It is Ruby Wright, the young black maid from South Central who is the first to discover the absence of Joyce Haney when she turns up to clean her home and finds her two children alone and the kitchen covered in blood. Ruby is arrested at the scene, purely on the basis of her colour, and the case is assigned to Detective Mick Blanke, newly transferred to the suburbs and broiling in the oppressive heat of August 1959. With Joyce’s husband, Frank, at a conference and vampish neighbour and close friend, Mrs Ingram, unable to shed any light on her disappearance, Blanke finds himself seeking an ‘in’ with the ladies of the Sunnylakes Women’s Improvement Committee, run by shrewd Mrs Genevieve Crane. With his boss breathing down his neck for a result and unable to crack the Sunnylakes veneer, Blanke proffers up the prospect of the hefty reward on offer to Ruby in exchange for crucial information. Compelled by her fondness for Joyce and a shot at enough money to finance college, Ruby makes the perfect detective due to the fact that the folks of Sunnylakes treat the ‘help’ with disdain and do their best to avoid casting eyes on them. A three way narrative follows with the perspective of both Detective Mick Blanke and Ruby Wright in the days after the disappearance of Joyce, and the thoughts and actions of a flighty Joyce in the hours leading up to her vanishing.

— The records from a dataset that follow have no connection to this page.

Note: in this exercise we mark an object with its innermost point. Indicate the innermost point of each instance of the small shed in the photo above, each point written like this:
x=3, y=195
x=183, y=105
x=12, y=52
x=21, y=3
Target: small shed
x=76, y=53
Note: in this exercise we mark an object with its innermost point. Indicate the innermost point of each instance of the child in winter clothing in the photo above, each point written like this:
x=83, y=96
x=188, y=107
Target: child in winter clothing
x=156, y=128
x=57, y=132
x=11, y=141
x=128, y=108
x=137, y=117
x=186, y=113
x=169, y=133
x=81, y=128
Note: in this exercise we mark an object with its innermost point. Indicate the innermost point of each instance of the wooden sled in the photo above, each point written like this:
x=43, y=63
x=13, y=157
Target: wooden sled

The period setting, sense of place and attitudes are terrifically conveyed and give the novel a wonderfully atmospheric feel and the rigid rules and attitudes of the era adds a clever subtext to the disappearance of Joyce. The characterisation of Ruby, dismissively referred to as ‘the help’ by all but Joyce is captivating. Wary of the cops and the white middle classes she works for, and reticent to bring trouble to her door, she has aspirations to attend college and eventually to teach. Feisty enough that she is no pushover and clever enough to read between the lines, for me Ruby was the standout of the novel and I was vying for her all the way. It takes Ruby to make apparent to a cop more used to the mean streets of Brooklyn like Detective Blanke that it isn’t all picture perfect behind the idyllic exterior on show. Despite his open-minded and liberal attitude, Detective Blanke proved disappointingly colourless and lacking in nous, making him the weak link in his informal partnership with savvy Ruby. The mystery itself is easy to follow and although not particularly pacy the social commentary throughout more than makes up for this.